Inicialmente, dizia-se que, além dos irmãos, "nenhum outro membro original do Oasis era esperado na reunião". Entretanto, várias publicações especializadas já garantiram que em palco vão estar o guitarrista original Paul “Bonehead” Arthurs e ainda Andy Bell (baixo) e Gem Archer (guitarra), que integraram os Oasis em 1999. São também esperados Joey Waronker (bateria) e Christian Madden (teclas).

Apesar de toda a polémica em volta do escandaloso preços dos bilhetes - os rapazes de Manchester há muito que deixaram de ser representantes da classe trabalhadora, mas ainda houve quem se surpreendesse - os concertos rapidamente ficaram esgotados

Quem não conseguiu bilhete terá de contentar-se com o documentário que será lançado mais tarde. Steven Knight, criador de "Peaky Blinders", vai supervisionar o filme que documentará a digressão dos Oasis. Knight será o produtor e diretor criativo do filme, embora este esteja a ser realizado por Dylan Southern e Will Lovelace, uma dupla que tem experiência em documentários musicais, incluindo com os antigos rivais do Oasis - realizaram “No Distance Left to Run”, que acompanhou a digressão de reunião dos Blur em 2009. Também realizaram filmes com LCD Soundsystem e videoclipes para Franz Ferninand, Björk e Arctic Monkeys. 

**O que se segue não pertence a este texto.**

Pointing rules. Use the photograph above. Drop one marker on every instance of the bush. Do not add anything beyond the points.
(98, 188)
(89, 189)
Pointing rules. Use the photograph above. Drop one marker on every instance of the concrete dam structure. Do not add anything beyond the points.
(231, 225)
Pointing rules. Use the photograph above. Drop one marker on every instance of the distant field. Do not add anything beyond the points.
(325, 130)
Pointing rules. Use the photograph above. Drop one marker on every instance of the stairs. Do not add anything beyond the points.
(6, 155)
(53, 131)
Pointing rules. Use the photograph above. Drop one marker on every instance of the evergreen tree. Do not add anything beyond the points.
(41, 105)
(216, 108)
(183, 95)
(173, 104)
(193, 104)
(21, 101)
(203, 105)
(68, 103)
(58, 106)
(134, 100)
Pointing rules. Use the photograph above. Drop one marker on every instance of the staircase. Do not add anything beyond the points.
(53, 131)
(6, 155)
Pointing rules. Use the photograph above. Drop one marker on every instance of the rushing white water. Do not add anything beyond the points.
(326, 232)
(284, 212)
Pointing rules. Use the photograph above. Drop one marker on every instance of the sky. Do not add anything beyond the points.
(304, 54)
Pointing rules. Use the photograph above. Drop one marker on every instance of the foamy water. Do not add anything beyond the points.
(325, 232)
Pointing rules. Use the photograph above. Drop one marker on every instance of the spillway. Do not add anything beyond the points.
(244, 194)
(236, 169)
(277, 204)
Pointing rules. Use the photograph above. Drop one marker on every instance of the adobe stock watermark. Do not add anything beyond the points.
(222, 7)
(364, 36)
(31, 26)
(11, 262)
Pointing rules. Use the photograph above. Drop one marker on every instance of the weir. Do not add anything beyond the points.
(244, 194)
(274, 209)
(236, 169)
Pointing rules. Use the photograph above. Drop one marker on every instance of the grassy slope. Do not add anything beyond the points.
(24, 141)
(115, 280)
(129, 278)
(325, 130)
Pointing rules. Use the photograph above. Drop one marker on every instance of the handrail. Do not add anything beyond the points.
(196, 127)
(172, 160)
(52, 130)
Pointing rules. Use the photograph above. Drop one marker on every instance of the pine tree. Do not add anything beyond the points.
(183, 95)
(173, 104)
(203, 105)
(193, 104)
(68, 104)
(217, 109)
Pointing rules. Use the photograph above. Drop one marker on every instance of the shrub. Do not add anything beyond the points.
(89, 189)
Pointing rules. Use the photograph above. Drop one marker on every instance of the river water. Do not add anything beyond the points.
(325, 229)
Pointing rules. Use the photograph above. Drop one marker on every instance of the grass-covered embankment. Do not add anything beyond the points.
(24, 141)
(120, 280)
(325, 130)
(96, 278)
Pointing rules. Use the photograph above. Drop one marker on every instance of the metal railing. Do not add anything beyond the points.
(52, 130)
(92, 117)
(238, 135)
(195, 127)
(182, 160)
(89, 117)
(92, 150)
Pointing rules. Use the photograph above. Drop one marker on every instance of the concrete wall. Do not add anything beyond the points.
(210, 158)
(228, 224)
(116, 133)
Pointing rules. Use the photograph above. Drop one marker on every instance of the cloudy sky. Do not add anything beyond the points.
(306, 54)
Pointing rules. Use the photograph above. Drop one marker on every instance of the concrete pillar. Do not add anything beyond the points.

Recentemente, no X (antigo Twitter), um fã perguntou a Liam Gallagher como se sentia ao atuar com o seu irmão, depois de tanto tempo: “Não consigo deixar de pensar em todos aqueles anos perdidos, que desperdício de tempo precioso”, respondeu Liam, que tem atualmente 52 anos. Nas poucas declarações que fizeram ao longo deste último ano, os Gallagher garantem que não sentem a pressão da reunião, até porque já não fazem parte "do circo" da indústria musical. "Estamos demasiado velhos para nos importarmos, por isso não haverá desavenças, nem brigas. É uma 'volta de honra' para o grupo", disse Noel, que tem 58 anos.

Apesar de todo este ambiente aparentemente pacífico, os fãs fazem apostas sobre quantos concertos vão os irmãos conseguir fazer sem discutir. Até a própria mãe, Peggy, que terá incentivado a reconciliação ("nenhuma mãe gosta que os filhos discutam, não é?"), parece ter dúvidas: “Ficarei feliz quando tudo acabar porque isto deixa-me muito nervosa”.